Last year, AT&T announced that it would be shutting down its 3G network in February of 2022, impacting a range of users across consumer and enterprise groups. That shutdown is set to occur tomorrow, February 22, 2022, and we have the full details on what to expect below.
In a customer support document, AT&T explains that it is phasing out its 3G network in order to “make room for an even better one that will improve your experience.” As is the case with most changes nowadays, this is part of AT&T’s efforts to transition to a 5G network. The shutdown of the 3G network will allow AT&T to continue to “invest in 5G and improve its network.”
When AT&T’s 3G network officially shuts down, devices that do not have at least 4G capabilities will no longer receive data or voice service. This impacts any device with a cellular connection, including smartphones, flip phones, and much more.
When we shut down the 3G network, there won’t be data or voice service for devices that don’t have at least have 4G capabilities. This means that while some device features might still work, you won’t be able to access our network unless you upgrade to a newer device.
AT&T also notes that prepaid subscribers using a phone without support for Voice Over LTE will need to upgrade to a new device as well. To find out if your device will be supported after the 3G shutdown, you can visit this AT&T support article. AT&T says that the iPhone 6 and newer will continue working on its network following this 3G shutdown.
AT&T isn’t the only cellular provider planning to phase out 3G networks, but it is one of the first to make the change. Verizon has announced that it plans to shut down its 3G network at the end of 2022, while Sprint’s LTE network will be shut down in June of 2022.
These network shutdowns impact more than just smartphones and cell phones. Amazon, for instance, has informed some Kindle owners that their devices will no longer have cellular access following these shutdowns. Select Tesla cars with built-in cellular features will also lose connection, impacting things like infotainment features, mobile app capabilities, and roadside assistance.
A CNBC report over the weekend also detailed that the COVID-19 pandemic and supply chain disruptions have also impacted the ability of some companies to meet the February 22 shutdown deadline. Notably, this includes “alarm systems and personal emergency response systems that many seniors rely on to live independently.”

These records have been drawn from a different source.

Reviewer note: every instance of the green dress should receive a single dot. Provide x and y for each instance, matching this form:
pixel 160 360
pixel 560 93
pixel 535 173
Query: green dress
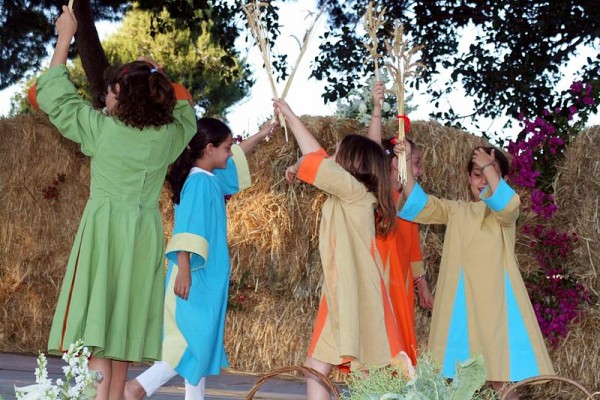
pixel 112 292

A filing with the FCC last week indicated that groups such as the Alarm Industry Communications Committee is pushing for a delay in the shutdown of 3G networks. The group said that it “would be tragic and illogical for the tens of millions of citizens being protected by 3G alarm radios and other devices to be put at risk of death or serious injury” by shutting down AT&T’s 3G network without implementing a solution.
Despite the pushback, however, AT&T has stayed quiet on the situation and has resisted any calls for a delay.